Zhang commented that the application has the ability to link users to more than 5,000 doctors in China's leading hospitals. Users can consult doctors by paying a nominal fee of up to 25 yuan and generally receive a professional consultation within minutes. According to Zhang, some of the doctors involved could earn more than 10,000 yuan each month through the platform, adding that 8 million users have been registered and nearly 10,000 health queries are resolved every day.

Even health care professionals are using the app. Wang Qi, a 54-year-old obstetrician at Beijing Obstetrics and Gynecology Hospital uses Spring Rain Palm Doctor to investigate everyday queries about pediatrics to help her granddaughter, such as problems with milk regurgitation, fretting and constipation.

Despite the impressive download figures for mobile health care apps, entrepreneurs and investors are more concerned with the development of a mature business model. Many have commented that the relatively mature models in the U.S. are not suitable for the Chinese market, where public hospitals play the leading role and commercial medical insurance is generally an underdeveloped industry, unlike in the U.S.

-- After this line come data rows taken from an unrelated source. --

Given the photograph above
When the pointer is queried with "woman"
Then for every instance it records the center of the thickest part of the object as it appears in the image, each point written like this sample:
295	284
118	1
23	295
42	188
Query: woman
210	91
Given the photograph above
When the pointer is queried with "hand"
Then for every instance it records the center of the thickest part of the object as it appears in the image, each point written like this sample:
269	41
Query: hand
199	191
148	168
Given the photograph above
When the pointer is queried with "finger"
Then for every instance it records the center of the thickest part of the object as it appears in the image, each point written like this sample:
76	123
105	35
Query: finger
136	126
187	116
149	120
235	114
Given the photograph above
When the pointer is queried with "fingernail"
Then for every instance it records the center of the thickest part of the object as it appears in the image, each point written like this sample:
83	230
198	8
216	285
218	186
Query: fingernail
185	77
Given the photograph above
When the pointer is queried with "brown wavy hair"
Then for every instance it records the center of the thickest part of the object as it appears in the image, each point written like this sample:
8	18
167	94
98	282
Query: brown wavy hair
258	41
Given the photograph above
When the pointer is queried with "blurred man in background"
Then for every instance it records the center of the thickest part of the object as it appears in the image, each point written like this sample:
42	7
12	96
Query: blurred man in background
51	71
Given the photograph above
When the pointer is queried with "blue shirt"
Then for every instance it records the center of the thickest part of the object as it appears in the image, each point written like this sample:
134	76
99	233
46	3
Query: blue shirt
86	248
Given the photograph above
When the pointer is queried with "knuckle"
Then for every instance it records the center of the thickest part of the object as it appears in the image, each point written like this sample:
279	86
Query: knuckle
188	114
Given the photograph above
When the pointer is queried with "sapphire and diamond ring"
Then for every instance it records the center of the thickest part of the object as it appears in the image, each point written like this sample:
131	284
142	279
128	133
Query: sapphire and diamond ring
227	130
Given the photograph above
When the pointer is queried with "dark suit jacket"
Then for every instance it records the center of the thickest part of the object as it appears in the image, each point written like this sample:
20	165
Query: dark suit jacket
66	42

It is generally acknowledged that medicine enterprises are the most likely to lead the Chinese market. Palm Drug Store, 5U family doctor and Spring Rain Palm Doctor have all started or plan to become intermediaries for the sale of medicines. Summarizing the current situation, Zhang Rui commented: "We have sporadic business opportunities, but no mature business model is available for us."

As an emerging industry, the mobile health app industry constantly faces accusations that it does not provide a genuinely professional and trustworthy service. According to scientific NGOs in China, although some products are backed by professional advice and service, the contents of most apps are not backed by hard science. In addition, the boundary between consulting and diagnosis is also blurred and many scholars have warned that once online diagnoses and prescriptions enter the marketplace, they should swiftly be followed by supervision and regulation. Making a further distinction, Lu Jie, the chief doctor at Spring Rain Palm Doctor, commented that most mobile health apps in China should be categorized as health products rather than medical ones.

Zhang Yi estimates that China's three main operators, China Mobile, China Unicom and China Telecom, will be the major players and beneficiaries of the online medical service market in China over the next five years. Zhang believes that state-owned enterprises must become involved in order to improve the use of new technologies to improve the spread of information and communication in China's medical system, adding that entrepreneurs currently just enhance product quality and fulfill users' experiences.

Sharing his vision for the future, Zhang said that in future apps could be connected with the nearest hospital and even arrange for an ambulance to be called, even before a situation becomes critical. Statistics, including medical records, cardiographs and blood pressure figures are already in patients' case data and if necessary, those data could be sent to a renowned doctor on the other side of the world, according to Zhang. "It is not science fiction; it is a mobile health revolution which is happening right now."